Irrespective of the deviating absolute levels, we can compare the month-to-month variability in the GEM concentrations at Maïdo as observed by the Tekran and the PASs (Fig. 1). Some similarities are apparent, specifically higher than average levels during deployments 1 (November), 7 and 8 (May and June) and lower than average levels during deployments 4, 5 and 6 (February to April, i.e., Austral autumn). Only for deployments 2 and 3, are there clear discrepancies between the two sampling approaches. Higher GEM levels during Austral winter may be related to emission from biomass burning in Southern Africa, with long-range transport to the Maïdo Observatory in the lower free troposphere. In other words, despite the positive bias of the PAS deployed at RU-MO, the technique may be able to capture some of the seasonal GEM concentration variability.

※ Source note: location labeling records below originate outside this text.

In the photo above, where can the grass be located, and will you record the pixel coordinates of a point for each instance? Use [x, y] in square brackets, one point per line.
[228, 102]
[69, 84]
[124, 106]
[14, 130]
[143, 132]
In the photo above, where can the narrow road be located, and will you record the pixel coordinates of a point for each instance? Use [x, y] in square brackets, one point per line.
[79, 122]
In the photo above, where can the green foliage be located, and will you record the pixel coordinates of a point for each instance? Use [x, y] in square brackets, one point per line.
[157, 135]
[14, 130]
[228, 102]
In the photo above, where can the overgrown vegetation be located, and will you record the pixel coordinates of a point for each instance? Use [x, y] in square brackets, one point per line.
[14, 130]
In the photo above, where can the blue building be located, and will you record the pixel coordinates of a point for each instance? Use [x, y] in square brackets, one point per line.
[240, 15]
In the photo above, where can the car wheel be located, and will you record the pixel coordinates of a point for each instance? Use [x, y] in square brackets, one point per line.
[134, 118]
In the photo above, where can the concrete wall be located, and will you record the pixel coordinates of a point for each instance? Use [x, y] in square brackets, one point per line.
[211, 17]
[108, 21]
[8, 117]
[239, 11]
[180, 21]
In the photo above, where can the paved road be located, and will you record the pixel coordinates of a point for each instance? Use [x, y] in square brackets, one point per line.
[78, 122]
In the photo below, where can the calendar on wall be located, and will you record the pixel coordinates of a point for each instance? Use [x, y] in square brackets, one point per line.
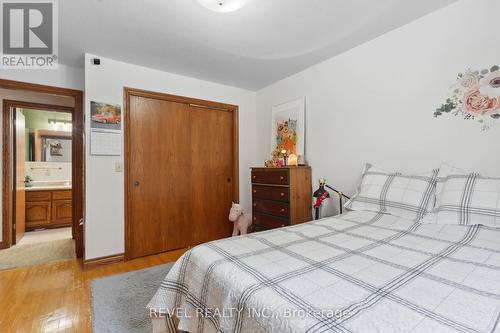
[105, 129]
[104, 142]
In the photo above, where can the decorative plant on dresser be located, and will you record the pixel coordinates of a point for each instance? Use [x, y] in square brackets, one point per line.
[281, 196]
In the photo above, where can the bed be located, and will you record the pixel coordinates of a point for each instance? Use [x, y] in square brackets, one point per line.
[359, 272]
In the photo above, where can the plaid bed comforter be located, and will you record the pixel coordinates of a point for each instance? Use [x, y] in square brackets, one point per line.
[360, 272]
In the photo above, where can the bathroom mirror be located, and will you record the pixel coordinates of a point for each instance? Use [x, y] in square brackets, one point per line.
[48, 136]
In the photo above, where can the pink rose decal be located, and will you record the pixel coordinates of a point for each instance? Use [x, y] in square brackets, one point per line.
[475, 96]
[476, 103]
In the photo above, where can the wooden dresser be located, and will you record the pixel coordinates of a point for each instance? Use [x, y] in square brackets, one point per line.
[281, 197]
[48, 209]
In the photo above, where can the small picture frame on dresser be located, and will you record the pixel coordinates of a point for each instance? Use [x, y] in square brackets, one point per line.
[281, 196]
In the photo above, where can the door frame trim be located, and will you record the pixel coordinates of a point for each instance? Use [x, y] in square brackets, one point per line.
[129, 92]
[78, 156]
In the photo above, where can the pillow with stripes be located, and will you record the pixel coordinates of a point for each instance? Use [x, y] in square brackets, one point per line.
[407, 196]
[466, 198]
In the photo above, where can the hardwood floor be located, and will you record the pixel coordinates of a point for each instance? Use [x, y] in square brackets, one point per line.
[55, 297]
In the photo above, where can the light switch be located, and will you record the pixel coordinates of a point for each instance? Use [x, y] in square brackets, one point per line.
[118, 166]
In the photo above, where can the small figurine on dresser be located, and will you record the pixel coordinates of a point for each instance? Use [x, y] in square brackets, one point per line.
[242, 221]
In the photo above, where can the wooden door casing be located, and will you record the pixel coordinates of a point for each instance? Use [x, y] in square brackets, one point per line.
[181, 171]
[78, 156]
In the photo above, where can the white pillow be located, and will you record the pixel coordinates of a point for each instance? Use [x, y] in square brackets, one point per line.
[408, 196]
[465, 198]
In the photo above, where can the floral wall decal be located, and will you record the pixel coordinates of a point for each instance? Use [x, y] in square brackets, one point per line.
[475, 96]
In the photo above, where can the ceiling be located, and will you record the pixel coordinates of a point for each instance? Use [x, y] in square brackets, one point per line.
[263, 42]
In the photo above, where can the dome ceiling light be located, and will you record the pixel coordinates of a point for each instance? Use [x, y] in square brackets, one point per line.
[222, 6]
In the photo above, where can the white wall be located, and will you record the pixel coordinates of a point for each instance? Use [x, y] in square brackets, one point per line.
[64, 76]
[375, 103]
[25, 96]
[104, 228]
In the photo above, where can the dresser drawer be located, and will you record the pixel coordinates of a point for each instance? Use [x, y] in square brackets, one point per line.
[270, 192]
[32, 196]
[268, 221]
[278, 177]
[275, 208]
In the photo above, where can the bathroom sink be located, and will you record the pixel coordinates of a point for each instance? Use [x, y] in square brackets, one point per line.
[50, 184]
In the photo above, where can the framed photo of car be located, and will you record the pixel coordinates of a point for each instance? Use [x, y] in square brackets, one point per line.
[105, 116]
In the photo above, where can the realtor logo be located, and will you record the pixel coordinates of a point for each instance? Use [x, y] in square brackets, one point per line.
[29, 34]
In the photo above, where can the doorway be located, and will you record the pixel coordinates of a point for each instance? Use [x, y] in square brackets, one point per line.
[43, 170]
[181, 171]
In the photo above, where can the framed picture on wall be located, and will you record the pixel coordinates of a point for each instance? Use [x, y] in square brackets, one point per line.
[288, 127]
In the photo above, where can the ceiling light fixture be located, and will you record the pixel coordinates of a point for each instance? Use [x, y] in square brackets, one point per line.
[222, 6]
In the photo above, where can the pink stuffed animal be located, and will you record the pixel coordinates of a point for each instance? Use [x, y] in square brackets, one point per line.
[241, 220]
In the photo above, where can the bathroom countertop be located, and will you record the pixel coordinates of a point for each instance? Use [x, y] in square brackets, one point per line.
[48, 188]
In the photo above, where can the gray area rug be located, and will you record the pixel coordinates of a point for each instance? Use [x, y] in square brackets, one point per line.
[119, 301]
[36, 254]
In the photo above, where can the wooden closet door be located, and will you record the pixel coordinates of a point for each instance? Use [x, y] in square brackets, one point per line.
[159, 166]
[212, 171]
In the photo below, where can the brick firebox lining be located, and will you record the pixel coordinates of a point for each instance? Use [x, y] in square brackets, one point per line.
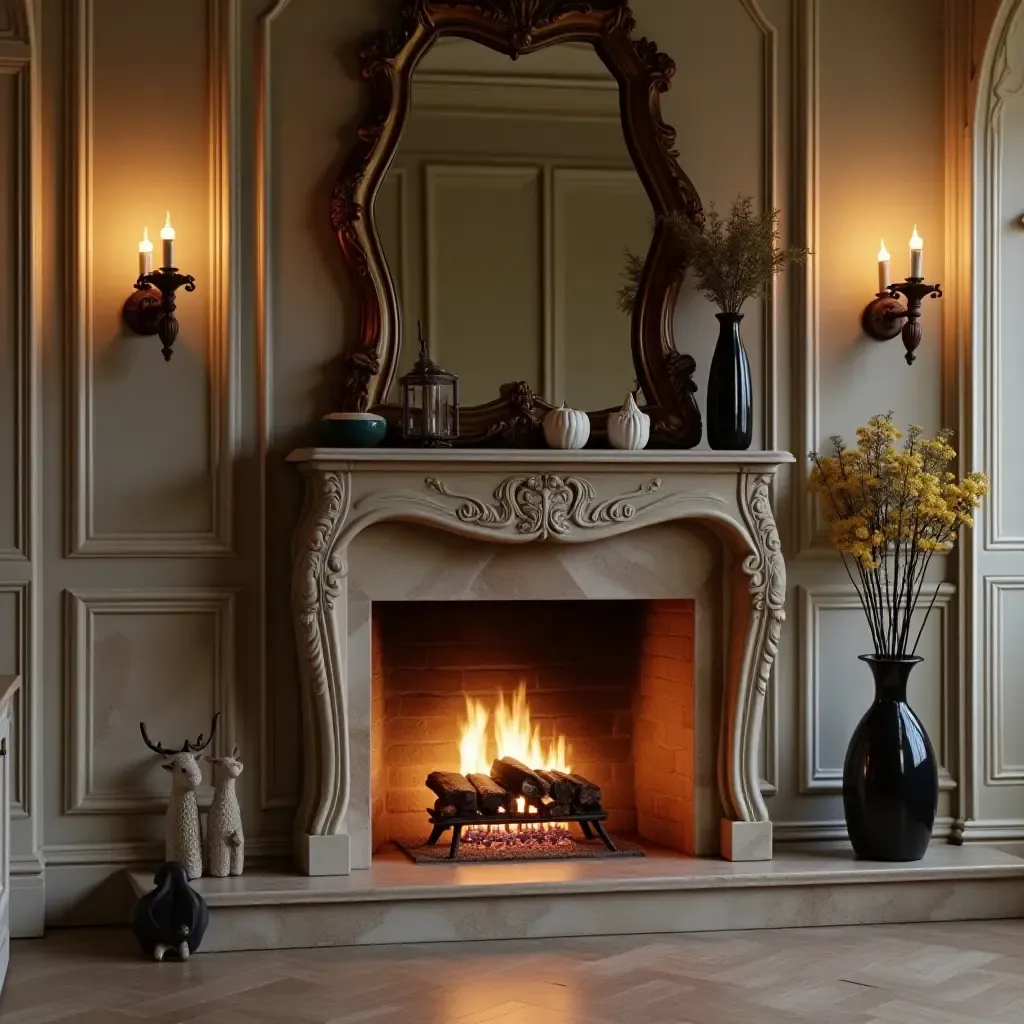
[614, 677]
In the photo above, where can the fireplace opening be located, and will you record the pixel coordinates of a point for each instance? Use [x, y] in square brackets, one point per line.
[581, 713]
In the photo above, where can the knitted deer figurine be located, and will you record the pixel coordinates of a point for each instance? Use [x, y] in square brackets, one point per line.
[183, 842]
[224, 841]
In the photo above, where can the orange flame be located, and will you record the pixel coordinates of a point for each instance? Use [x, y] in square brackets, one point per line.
[515, 736]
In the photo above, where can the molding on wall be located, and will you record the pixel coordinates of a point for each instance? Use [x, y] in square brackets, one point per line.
[1006, 82]
[957, 363]
[809, 535]
[815, 598]
[832, 830]
[557, 182]
[20, 70]
[770, 178]
[997, 772]
[83, 538]
[15, 22]
[81, 796]
[20, 563]
[23, 740]
[263, 323]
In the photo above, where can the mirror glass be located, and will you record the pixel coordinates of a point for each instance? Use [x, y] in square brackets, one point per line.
[505, 217]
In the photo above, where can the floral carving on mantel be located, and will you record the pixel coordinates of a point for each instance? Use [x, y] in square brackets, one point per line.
[766, 569]
[546, 506]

Variability in GEM air concentrations on La Réunion

Fig. 2 displays the GEM concentrations derived from the PAS deployed at six of the sites on La Réunion as a function of time. The temporal variability in the PAS-derived air concentrations on La Réunion is small and no consistent seasonal pattern emerges when comparing the trends at the different sites. Piton Bleu potentially had higher GEM levels in the summer of 2017/18 (samples 2 to 5) (Fig. 2), whereas the opposite appears to have been the case at the Maïdo Observatory (Fig. 1). The spatial variability of GEM levels on the island is also generally small. When disregarding sites EC and MLF, the standard deviation in the average levels at UR, MO, VS, PB, and PPA is only 6.5%, which is likely smaller than the uncertainty in these values, when judged based on duplicate precision. The one sample at the eruptive cone (EC) may have recorded slightly higher concentrations than the rest of the island, but this value is highly uncertain because of the extremely short sampling time. Interestingly, the levels in the forest at MLF were consistently lower than elsewhere on the island and MLF stands out as the only densely vegetated site. One possible explanation is efficient uptake of GEM in vegetation.38 The forest at MLF has been found to be a net sink for methane and nitrous oxide39 and the PAS has been shown to be able to decipher the seasonal concentration differences caused by uptake in forest vegetation.28,29

Discussion

One of the objectives of this research project was to delineate the realm of what is possible in terms of monitoring GEM with PASs. It has to be concluded that the recording of atmospheric GEM levels under the conditions prevailing on the Antarctic Plateau appears presently not feasible with PASs for a combination of reasons:

- The logistics of bringing samplers to and from such a remote sampling site are too complex to completely exclude the possibility of sampler contamination. Along their convoluted shipping routes, the samplers will encounter too many environments (planes, ships, trucks, storage places, etc.) with unknown, but possibly quite high GEM levels (e.g., ref. 30). While we were partially successful in reducing field blank contamination, e.g., be placing samplers in individual glass jars, even this measure proved insufficient in the case of the Concordia station deployments. It is conceivable that container seals may have failed when samplers were exposed to very low temperatures during transit to and from DMC.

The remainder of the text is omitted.